Visual Tuning
Bruce X. B. Yu, Jianlong Chang, Haixin Wang, Lingbo Liu, Shijie Wang, Zhiyu Wang, Junfan Lin, Lingxi Xie, Haojie Li, Zhouchen Lin, Qi Tian, Chang Wen Chen
TL;DR
This survey analyzes visual tuning as a parameter-efficient transfer-learning paradigm for large pre-trained visual and visual-language models. It classifies techniques into five families—fine-tuning, prompt tuning, adapter tuning, parameter tuning, and remapping tuning—and explains their mechanisms, strengths, and limitations. The work grounds these methods in three theoretical lenses (biological, model-scale, and statistical) and formal notation, and it situates them within pre-training strategies and common architectures like CNNs and Transformers. It then outlines practical future directions, including advanced pre-training data, scalable optimization, interpretable prompts, and diversified interactions, to enable efficient deployment on edge devices and broad-domain tasks. Overall, the paper offers a comprehensive roadmap for leveraging PETL to maximize the utility of increasingly large vision foundations while managing memory and computing constraints.
Abstract
Fine-tuning visual models has been widely shown promising performance on many downstream visual tasks.
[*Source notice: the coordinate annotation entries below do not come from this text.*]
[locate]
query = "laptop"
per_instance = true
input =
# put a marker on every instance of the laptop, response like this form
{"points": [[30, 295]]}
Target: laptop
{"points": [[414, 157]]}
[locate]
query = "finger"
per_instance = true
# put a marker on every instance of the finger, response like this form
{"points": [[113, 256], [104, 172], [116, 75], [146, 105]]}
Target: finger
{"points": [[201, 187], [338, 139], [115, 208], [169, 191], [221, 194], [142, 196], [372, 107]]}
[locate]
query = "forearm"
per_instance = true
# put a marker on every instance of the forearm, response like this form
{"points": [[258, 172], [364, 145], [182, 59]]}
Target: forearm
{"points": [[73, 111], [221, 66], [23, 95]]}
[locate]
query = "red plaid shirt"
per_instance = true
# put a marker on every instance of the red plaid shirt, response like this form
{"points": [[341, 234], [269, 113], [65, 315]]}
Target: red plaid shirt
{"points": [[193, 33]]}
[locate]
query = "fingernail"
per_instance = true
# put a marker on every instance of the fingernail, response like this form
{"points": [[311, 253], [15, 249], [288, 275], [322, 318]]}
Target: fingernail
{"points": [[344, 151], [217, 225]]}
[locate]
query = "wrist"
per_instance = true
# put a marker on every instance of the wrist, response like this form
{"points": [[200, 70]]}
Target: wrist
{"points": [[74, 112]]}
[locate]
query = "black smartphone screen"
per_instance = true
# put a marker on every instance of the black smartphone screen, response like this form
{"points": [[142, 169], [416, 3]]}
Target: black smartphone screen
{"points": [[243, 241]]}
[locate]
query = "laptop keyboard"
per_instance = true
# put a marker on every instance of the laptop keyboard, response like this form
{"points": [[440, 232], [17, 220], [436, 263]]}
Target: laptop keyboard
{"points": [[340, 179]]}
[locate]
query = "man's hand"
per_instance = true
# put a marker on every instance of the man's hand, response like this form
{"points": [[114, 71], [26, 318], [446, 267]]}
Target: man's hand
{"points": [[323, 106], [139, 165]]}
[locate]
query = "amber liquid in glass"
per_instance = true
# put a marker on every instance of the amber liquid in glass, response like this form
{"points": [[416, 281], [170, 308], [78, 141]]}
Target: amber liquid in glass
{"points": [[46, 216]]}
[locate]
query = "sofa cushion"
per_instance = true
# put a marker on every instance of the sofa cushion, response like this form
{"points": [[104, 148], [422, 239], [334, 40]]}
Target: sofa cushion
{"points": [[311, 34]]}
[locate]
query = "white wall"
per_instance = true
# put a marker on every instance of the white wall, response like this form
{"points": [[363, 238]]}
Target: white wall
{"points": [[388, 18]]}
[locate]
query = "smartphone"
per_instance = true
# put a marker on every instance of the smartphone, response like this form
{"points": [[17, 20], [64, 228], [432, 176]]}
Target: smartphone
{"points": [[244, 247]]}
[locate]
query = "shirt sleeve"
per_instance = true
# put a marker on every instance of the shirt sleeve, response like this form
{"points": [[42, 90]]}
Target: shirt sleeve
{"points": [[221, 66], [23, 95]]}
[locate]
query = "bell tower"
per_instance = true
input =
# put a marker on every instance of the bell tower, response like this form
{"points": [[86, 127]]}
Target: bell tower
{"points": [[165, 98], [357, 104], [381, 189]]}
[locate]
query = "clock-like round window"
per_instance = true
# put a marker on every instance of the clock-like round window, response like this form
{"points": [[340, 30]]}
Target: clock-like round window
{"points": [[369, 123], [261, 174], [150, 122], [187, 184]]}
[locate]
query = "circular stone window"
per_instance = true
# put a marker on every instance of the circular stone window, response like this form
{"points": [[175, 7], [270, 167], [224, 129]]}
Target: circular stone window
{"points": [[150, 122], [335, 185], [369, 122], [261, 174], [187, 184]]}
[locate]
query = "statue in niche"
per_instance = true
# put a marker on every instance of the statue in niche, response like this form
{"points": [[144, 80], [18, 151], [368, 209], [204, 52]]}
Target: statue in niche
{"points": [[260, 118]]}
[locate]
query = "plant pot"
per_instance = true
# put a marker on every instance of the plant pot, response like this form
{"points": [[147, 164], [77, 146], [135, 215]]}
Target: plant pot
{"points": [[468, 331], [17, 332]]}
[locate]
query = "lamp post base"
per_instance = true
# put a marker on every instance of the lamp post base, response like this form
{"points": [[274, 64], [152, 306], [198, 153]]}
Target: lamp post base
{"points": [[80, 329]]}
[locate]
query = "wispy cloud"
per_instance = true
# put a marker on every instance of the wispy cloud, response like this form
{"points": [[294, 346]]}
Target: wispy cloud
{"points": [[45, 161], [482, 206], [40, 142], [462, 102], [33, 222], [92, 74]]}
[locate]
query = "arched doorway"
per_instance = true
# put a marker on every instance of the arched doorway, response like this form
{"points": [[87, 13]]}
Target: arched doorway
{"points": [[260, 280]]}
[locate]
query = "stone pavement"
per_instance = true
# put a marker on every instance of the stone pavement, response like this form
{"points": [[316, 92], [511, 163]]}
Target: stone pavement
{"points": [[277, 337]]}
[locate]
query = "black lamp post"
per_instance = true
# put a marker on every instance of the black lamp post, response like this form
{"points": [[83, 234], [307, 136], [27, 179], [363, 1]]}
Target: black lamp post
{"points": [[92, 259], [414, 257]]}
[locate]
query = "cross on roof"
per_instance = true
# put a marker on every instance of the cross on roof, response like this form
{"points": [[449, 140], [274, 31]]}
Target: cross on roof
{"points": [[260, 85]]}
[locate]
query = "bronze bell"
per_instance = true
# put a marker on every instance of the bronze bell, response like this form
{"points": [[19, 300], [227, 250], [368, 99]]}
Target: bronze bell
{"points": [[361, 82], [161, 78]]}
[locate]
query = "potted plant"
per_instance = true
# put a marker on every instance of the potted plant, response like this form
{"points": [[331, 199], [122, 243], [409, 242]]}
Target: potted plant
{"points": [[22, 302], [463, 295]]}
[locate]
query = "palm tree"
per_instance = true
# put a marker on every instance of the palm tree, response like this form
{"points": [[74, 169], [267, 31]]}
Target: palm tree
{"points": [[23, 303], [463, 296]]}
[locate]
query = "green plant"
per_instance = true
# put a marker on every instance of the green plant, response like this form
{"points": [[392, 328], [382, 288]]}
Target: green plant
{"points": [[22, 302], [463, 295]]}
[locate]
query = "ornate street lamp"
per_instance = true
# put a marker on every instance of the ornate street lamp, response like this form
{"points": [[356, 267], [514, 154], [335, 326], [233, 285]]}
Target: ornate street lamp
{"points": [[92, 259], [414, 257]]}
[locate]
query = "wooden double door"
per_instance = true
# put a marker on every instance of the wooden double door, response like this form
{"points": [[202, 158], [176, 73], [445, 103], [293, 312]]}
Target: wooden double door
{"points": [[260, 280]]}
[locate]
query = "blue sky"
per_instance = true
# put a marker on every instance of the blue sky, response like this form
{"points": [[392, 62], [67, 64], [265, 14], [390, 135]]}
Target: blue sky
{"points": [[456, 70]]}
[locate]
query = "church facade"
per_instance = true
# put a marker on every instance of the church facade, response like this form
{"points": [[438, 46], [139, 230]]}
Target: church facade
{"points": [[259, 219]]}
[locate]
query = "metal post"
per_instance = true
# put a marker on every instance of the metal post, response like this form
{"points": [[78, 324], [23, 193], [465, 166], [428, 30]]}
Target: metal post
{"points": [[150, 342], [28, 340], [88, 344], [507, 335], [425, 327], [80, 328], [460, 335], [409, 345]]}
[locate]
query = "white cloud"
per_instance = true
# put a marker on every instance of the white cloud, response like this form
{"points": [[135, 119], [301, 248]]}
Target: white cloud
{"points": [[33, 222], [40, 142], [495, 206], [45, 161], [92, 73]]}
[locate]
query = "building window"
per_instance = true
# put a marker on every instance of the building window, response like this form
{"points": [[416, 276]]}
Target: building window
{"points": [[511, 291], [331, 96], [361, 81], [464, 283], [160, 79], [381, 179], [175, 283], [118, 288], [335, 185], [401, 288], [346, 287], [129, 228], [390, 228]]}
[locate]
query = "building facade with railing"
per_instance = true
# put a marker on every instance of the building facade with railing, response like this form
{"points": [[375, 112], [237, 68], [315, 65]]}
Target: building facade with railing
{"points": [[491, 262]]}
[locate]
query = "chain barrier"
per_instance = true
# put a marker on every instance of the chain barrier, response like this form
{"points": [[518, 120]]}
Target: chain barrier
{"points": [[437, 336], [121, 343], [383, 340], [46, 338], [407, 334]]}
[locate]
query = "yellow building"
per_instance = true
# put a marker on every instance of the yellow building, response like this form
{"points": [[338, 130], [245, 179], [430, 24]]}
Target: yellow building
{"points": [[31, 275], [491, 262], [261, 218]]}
With the surprising development of pre-trained visual foundation models, visual tuning jumped out of the standard modus operandi that fine-tunes the whole pre-trained model or just the fully connected layer. Instead, recent advances can achieve superior performance than full-tuning the whole pre-trained parameters by updating far fewer parameters, enabling edge devices and downstream applications to reuse the increasingly large foundation models deployed on the cloud. With the aim of helping researchers get the full picture and future directions of visual tuning, this survey characterizes a large and thoughtful selection of recent works, providing a systematic and comprehensive overview of existing work and models. Specifically, it provides a detailed background of visual tuning and categorizes recent visual tuning techniques into five groups: prompt tuning, adapter tuning, parameter tuning, and remapping tuning. Meanwhile, it offers some exciting research directions for prospective pre-training and various interactions in visual tuning.